Pada awalnya produk-produk yang ditawarkan oleh bank syari’ah, menurut khalayak/masyarakat umum hanyalah produk-produk konvensional yang berlebelkan dengan syari’ah. Alasannya karena sistem bagi hasil dalam prakteknya masih menyerupai dengan sistem bunga di bank konvensional. Menurut mereka, masih sangatlah sulit untuk membedakan antara bagi hasil di bank syari’ah dan sistem bunga di bank konvensional, dan mereka masih ragu akan hukumnya.
Namun dengan demikian, sebagai lembaga perekonomian yang keberadaannya masih baru dibandingkan bank konvesional, bank syariah masih menghadapi berbagai permasalahan, baik yang permasalahan pada operasional maupun strategi. Akan tetapi, tujuan bank syariah didalam menjalankan usahanya adalah untuk mempertahankan kelangsungan hidup bank dengan cara memperoleh keuntungan. Dalam mempertahankan kelangsungan hidup bank, yang sangat bergantung pada kemampuan bank didalam memberikan pelayanan yang unggul, cepat, dan tepat pada nasabah. Untuk itu, maka bank harus mampu menciptakan produk jasa yang bernilai baru untuk mendapatkan nasabah yang potensial ditengah masyarakat. dalam hal ini, bank menciptakan produk (tabungan) yang menguntungkan nasabah dan pihak bank tersebut.
Sedangkan pada era globalisasi ini di seluruh belahan dunia baik Negara maju maupun Negara berkembang, aktivitas manusia yang berhubungan dengan menabung sangatlah penting. Dengan adanya tabungan masyarakat maka dapat meringankan beban masyarakat dimasa depan atau pada saat tertentu apabila masyarakat mengalami kesulitan atau membutuhkan kebutuhan yang sangatlah mendesak. Dengan menabung setiap orang dapat merasakan keamanan uangnya terjamin dan tidak perlu takut kehilangan uangnya karena uang tersebut berada didalam suatu lembaga yang resmi, dengan menabung juga melatih seseorang untuk hidup lebih hemat.
Dengan adanya sekian banyak bank syari’ah yang beroperasi (berkembang) di berbagai daerah, maka banyak masyarakat yang mempunyai minat untuk menabung di bank syari’ah. Dan aktivitas menabung tersebut, maka nasabah akan mendapatkan nisbah (bagi hasil) antara nasabah dan bank syari’ah, meskipun nilai (prosentase) antara nasabah berkisar antara 50:50 atau 40:60 akan tetapi dilakukan dengan baik.

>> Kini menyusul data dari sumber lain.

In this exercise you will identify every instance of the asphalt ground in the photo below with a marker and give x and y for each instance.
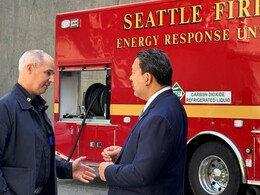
(73, 187)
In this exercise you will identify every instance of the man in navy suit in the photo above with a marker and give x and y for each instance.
(152, 159)
(27, 144)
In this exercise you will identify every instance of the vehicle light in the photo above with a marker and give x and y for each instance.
(248, 150)
(238, 123)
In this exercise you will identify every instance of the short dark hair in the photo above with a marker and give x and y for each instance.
(157, 63)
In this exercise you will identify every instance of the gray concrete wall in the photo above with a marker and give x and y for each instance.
(30, 24)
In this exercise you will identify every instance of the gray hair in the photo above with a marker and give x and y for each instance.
(35, 57)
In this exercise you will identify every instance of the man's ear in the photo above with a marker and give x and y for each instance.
(29, 68)
(148, 78)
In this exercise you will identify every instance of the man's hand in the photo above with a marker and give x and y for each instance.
(101, 168)
(82, 172)
(110, 153)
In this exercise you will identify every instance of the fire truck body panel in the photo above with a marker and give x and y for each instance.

Agar sistem bagi hasil menjadi karakteristik operasional bank syari’ah dan bisa di terima oleh masyarakat yang masih menganggap bahwa bagi hasil itu serupa dengan sistem bunga yang berada di bank konvesional. Untuk itu, kami akan mengangkat sebuah judul makalah kami tentang “PENGARUH SISTEM BAGI HASIL TERHADAP MINAT MENABUNG DI BANK SYARIAH“.
B.       Perumusan Masalah
Berdasarkan dari berbagai persoalan sistem bagi hasil, maka ada beberapa persoalan yang dijadikan sebagai rumusan masalah, diantaranya yaitu:
1.      Bagaimana sistem bagi hasil di bank syari’ah?
2.      Bagaimana pengaruh antara sistem bagi hasil terhadap minat menabung nasabah?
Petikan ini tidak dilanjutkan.